How does one compute a single finite differences in Matlab efficiently? - matlab

I wanted to compute a finite difference with respect to the change of the function in Matlab. In other words
f(x+e_i) - f(x)
is what I want to compute. Note that its very similar to the first order numerical partial differentiation (forward differentiation in this case) :
(f(x+e_i) - f(x)) / (e_i)
Currently I am using for loops to compute it but it seems that Matlab is much slower than I thought. I am doing it as follows:
function [ dU ] = numerical_gradient(W,f,eps)
%compute gradient or finite difference update numerically
[D1, D2] = size(W);
dU = zeros(D1, D2);
for d1=1:D1
for d2=1:D2
e = zeros([D1,D2]);
e(d1,d2) = eps;
f_e1 = f(W+e);
f_e2 = f(W-e);
%numerical_derivative = (f_e1 - f_e2)/(2*eps);
%dU(d1,d2) = numerical_derivative
numerical_difference = f_e1 - f_e2;
dU(d1,d2) = numerical_difference;
end
end
it seems that its really difficult to vectorize the above code because for numerical differences follow the definition of the gradient and partial derivatives which is:
df_dW = [ ..., df_dWi, ...]
where df_dWi assumes the other coordinates are fixed and it only worries about the change of the variable Wi. Thus, I can't just change all the coordinates at once.

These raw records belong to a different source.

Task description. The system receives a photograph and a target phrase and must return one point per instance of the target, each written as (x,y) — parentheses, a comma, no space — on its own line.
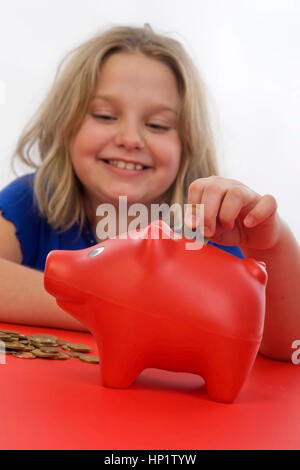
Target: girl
(127,116)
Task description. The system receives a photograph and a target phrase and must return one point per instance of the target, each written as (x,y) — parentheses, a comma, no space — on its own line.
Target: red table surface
(52,404)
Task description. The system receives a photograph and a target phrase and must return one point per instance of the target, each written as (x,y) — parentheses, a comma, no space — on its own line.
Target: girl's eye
(157,126)
(106,118)
(102,116)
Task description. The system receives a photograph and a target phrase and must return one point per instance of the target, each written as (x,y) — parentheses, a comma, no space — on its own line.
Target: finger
(194,197)
(212,197)
(235,200)
(265,207)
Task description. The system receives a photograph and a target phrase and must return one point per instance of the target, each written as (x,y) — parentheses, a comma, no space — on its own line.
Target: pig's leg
(228,364)
(120,364)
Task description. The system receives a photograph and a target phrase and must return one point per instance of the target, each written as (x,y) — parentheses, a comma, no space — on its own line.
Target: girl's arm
(282,320)
(23,297)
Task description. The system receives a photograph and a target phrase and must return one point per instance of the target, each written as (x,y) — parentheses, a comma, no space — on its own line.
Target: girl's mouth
(133,170)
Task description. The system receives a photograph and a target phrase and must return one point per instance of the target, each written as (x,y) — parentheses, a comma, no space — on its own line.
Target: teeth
(127,166)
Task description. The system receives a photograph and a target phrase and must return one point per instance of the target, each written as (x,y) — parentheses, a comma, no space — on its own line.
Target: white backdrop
(248,52)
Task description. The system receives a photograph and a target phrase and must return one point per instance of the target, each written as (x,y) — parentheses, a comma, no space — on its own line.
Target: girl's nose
(129,135)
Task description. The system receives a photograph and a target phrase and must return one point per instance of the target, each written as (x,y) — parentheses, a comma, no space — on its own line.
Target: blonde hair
(57,189)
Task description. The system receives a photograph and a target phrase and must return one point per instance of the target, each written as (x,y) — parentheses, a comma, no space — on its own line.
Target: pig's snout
(59,276)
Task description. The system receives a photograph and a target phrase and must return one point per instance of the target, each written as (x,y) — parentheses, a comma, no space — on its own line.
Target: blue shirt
(36,236)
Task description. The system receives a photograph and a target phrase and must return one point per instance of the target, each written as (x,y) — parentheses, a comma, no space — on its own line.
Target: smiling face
(132,117)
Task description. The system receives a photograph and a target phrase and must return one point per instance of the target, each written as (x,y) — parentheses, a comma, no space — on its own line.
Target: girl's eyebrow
(154,105)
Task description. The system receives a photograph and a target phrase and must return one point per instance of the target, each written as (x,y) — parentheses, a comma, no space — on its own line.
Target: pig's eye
(96,252)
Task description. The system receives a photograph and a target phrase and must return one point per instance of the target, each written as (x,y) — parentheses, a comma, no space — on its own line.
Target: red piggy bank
(153,303)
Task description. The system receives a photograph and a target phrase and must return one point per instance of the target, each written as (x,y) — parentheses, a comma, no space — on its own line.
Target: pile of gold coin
(43,346)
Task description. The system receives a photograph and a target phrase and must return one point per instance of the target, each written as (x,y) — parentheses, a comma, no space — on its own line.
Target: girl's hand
(228,207)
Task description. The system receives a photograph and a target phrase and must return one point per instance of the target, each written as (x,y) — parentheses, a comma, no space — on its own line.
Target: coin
(79,347)
(14,345)
(39,353)
(5,337)
(24,355)
(43,347)
(89,359)
(50,350)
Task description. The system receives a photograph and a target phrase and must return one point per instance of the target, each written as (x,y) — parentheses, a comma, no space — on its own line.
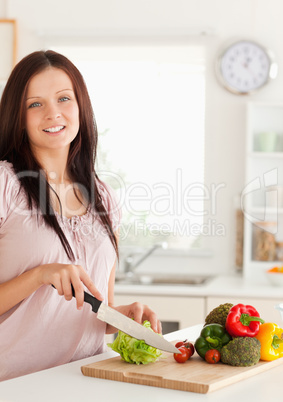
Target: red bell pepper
(243,320)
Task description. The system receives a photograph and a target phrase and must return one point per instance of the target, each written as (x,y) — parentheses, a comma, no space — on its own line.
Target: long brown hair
(15,147)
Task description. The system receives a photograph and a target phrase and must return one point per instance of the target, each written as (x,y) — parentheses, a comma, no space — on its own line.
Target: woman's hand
(62,276)
(139,312)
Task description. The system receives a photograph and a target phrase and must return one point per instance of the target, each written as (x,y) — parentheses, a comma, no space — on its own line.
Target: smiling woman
(49,194)
(52,117)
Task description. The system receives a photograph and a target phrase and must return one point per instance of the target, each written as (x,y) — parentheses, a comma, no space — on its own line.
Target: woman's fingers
(66,276)
(90,286)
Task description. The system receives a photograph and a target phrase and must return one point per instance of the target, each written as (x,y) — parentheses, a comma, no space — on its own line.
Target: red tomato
(183,356)
(187,344)
(212,356)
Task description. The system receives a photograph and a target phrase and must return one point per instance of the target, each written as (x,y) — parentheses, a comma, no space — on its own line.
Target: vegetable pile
(238,337)
(133,350)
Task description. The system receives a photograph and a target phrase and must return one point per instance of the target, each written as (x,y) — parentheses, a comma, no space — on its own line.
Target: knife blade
(125,324)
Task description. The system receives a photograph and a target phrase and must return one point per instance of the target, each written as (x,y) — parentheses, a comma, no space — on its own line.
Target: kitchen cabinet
(174,312)
(265,307)
(262,197)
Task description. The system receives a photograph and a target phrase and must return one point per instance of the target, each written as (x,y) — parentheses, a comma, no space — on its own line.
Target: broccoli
(242,351)
(219,314)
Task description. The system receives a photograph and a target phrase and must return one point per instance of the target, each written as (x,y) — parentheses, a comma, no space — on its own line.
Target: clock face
(244,67)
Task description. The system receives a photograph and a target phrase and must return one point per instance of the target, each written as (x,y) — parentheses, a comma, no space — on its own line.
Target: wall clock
(245,66)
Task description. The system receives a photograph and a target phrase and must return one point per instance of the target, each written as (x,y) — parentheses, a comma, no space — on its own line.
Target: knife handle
(93,301)
(88,298)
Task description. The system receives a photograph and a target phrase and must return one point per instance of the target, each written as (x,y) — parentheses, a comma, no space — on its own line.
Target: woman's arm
(61,276)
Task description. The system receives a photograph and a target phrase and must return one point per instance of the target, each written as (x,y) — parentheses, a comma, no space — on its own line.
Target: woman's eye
(64,99)
(34,104)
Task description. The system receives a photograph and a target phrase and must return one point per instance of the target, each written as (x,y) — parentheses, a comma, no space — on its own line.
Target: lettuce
(133,350)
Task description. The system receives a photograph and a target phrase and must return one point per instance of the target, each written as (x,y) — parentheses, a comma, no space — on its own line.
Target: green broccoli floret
(219,314)
(241,351)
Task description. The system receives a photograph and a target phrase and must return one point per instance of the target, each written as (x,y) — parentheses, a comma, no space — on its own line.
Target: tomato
(183,356)
(187,344)
(212,356)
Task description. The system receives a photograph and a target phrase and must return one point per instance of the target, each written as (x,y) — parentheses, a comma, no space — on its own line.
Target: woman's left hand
(139,312)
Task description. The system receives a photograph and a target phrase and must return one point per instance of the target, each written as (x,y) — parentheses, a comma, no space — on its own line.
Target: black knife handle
(93,301)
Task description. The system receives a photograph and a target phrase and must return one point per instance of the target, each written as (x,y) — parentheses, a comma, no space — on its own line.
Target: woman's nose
(52,112)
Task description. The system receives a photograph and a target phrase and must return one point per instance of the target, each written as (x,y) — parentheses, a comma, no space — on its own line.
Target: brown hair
(15,148)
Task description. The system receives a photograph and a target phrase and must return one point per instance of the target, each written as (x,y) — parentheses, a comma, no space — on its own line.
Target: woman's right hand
(62,276)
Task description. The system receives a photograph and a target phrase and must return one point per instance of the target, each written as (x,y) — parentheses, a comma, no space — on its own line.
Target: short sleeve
(8,188)
(111,203)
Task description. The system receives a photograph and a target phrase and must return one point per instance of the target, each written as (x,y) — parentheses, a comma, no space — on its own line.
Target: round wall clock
(245,66)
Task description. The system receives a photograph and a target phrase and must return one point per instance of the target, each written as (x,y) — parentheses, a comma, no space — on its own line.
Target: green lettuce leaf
(133,350)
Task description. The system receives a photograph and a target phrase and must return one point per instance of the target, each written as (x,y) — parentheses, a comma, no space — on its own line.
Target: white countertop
(67,383)
(230,285)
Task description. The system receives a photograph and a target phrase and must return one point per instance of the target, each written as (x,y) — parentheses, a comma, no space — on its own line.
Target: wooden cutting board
(195,375)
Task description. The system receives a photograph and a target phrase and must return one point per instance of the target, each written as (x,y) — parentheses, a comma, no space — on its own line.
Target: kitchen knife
(127,325)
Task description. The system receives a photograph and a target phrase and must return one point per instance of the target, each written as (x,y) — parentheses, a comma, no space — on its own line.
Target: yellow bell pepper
(271,339)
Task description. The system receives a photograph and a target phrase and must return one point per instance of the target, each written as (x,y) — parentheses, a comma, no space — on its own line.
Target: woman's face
(52,112)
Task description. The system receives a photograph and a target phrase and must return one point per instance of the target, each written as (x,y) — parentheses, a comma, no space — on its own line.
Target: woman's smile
(52,112)
(53,131)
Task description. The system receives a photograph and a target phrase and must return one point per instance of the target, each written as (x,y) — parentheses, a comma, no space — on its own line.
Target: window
(149,103)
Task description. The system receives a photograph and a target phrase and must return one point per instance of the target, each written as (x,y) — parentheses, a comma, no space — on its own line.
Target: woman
(58,221)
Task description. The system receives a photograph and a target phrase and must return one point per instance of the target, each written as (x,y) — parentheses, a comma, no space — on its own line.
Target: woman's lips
(55,130)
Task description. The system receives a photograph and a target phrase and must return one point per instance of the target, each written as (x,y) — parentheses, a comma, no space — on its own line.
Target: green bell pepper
(212,336)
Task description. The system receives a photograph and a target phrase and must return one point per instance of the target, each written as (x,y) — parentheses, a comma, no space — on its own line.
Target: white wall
(260,20)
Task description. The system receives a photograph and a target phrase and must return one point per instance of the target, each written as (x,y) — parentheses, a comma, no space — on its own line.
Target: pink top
(45,330)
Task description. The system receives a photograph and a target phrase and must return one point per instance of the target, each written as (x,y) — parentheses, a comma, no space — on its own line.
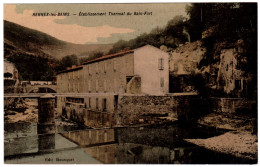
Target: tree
(68,61)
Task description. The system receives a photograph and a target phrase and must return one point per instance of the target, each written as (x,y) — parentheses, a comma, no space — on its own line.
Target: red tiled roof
(71,69)
(108,56)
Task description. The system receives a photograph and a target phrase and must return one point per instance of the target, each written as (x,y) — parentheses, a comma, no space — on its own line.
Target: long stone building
(140,71)
(96,84)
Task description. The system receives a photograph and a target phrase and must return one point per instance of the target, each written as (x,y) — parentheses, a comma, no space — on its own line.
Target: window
(238,84)
(162,82)
(89,102)
(97,103)
(128,79)
(160,64)
(96,68)
(105,85)
(88,69)
(105,67)
(104,104)
(115,85)
(89,86)
(96,85)
(115,64)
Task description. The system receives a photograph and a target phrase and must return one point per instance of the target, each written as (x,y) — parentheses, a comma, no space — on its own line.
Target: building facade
(10,71)
(141,71)
(97,83)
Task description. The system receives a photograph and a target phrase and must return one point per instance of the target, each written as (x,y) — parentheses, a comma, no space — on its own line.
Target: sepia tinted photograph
(130,83)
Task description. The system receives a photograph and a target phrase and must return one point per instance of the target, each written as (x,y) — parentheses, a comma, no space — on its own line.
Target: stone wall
(134,109)
(232,105)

Is there a better way to do this? My intuition tells me that the best way to do this is to implement this not in matlab but in some other language, say C and then have matlab call that library. Is that true? Does it mean that the best solution is some Matlab library that does this for me?
I did see:
https://www.mathworks.com/matlabcentral/answers/332414-what-is-the-quickest-way-to-find-a-gradient-or-finite-difference-in-matlab-of-a-real-function-in-hig
but unfortunately, it computes exact derivatives, which isn't what I am looking for. I am explicitly looking for differences or "bad approximation" to the gradient.

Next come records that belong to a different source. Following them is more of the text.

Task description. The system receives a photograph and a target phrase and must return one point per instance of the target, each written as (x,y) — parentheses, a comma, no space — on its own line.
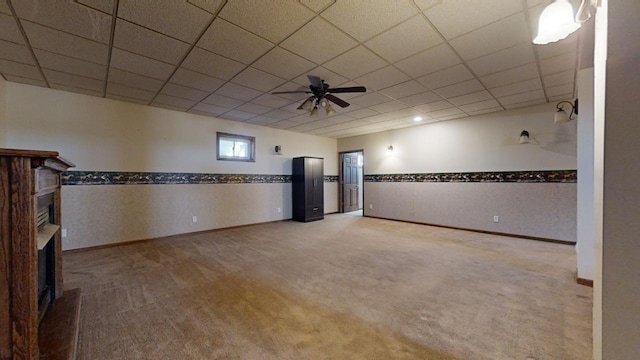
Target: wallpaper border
(535,176)
(146,178)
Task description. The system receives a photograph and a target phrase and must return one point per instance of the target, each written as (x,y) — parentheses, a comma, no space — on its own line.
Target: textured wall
(546,210)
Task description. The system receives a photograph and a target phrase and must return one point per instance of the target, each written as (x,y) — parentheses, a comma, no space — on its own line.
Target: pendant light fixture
(556,23)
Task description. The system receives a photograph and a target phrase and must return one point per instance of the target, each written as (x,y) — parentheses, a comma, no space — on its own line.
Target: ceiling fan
(322,95)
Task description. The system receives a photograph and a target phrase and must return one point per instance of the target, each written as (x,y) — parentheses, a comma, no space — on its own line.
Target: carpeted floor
(346,287)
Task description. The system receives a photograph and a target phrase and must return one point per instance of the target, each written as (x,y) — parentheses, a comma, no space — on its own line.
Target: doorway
(351,181)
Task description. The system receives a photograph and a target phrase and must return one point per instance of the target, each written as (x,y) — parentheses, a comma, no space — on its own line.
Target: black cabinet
(308,188)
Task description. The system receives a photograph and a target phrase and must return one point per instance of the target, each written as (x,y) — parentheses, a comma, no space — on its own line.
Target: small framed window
(236,147)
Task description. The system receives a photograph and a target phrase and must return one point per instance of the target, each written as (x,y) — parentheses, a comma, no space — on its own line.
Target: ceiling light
(556,23)
(561,116)
(329,110)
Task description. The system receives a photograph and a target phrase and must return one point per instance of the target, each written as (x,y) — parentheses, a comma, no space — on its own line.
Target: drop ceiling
(438,59)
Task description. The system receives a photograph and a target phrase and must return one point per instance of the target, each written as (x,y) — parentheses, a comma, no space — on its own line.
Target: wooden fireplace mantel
(27,178)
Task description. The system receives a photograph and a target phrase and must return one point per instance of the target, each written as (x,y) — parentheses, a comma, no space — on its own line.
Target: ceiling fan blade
(315,81)
(348,89)
(304,102)
(337,100)
(291,92)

Since it seems this code is not easy to vectorize (in fact my intuition tells me its not possible to do so) my only other idea is to implement this finite difference function in C and then have C call the function. Is this a good idea? Anyone know how to do this?
I did try reading the following:
https://www.mathworks.com/help/matlab/matlab_external/standalone-example.html
but it was too difficult to understand for me because I have no idea what a mex file is, if I need to have a arrayProduct.c file as well as a mex.h file, if I also needed a matlab file, etc. If there just existed a way to simply download a working example with all the functions they suggest there and some instructions to compile it, then it would be super helpful. But just reading the hmtl/article like that its impossible for me to infer what they want me to do.
For the sake of completness it seems reddit has some comments in its discussion of this:
https://www.reddit.com/r/matlab/comments/623m7i/how_does_one_compute_a_single_finite_differences/

Here is a more efficient doing so:
function [ vNumericalGrad ] = CalcNumericalGradient( hInputFunc, vInputPoint, epsVal )
numElmnts = size(vInputPoint, 1);
vNumericalGrad = zeros([numElmnts, 1]);
refVal = hInputFunc(vInputPoint);
for ii = 1:numElmnts
% Set the perturbation vector
refInVal = vInputPoint(ii);
vInputPoint(ii) = refInVal + epsVal;
% Compute Numerical Gradient
vNumericalGrad(ii) = (hInputFunc(vInputPoint) - refVal) / epsVal;
% Reset the perturbation vector
vInputPoint(ii) = refInVal;
end
end
This code allocate less memory.
The above code performance will be totally controlled by the speed of the hInputFunction.
The small tricks compared to original code are:
No memory reallocation of e each iteration.
Instead of addition of vectors W + e there are 2 assignments to the array.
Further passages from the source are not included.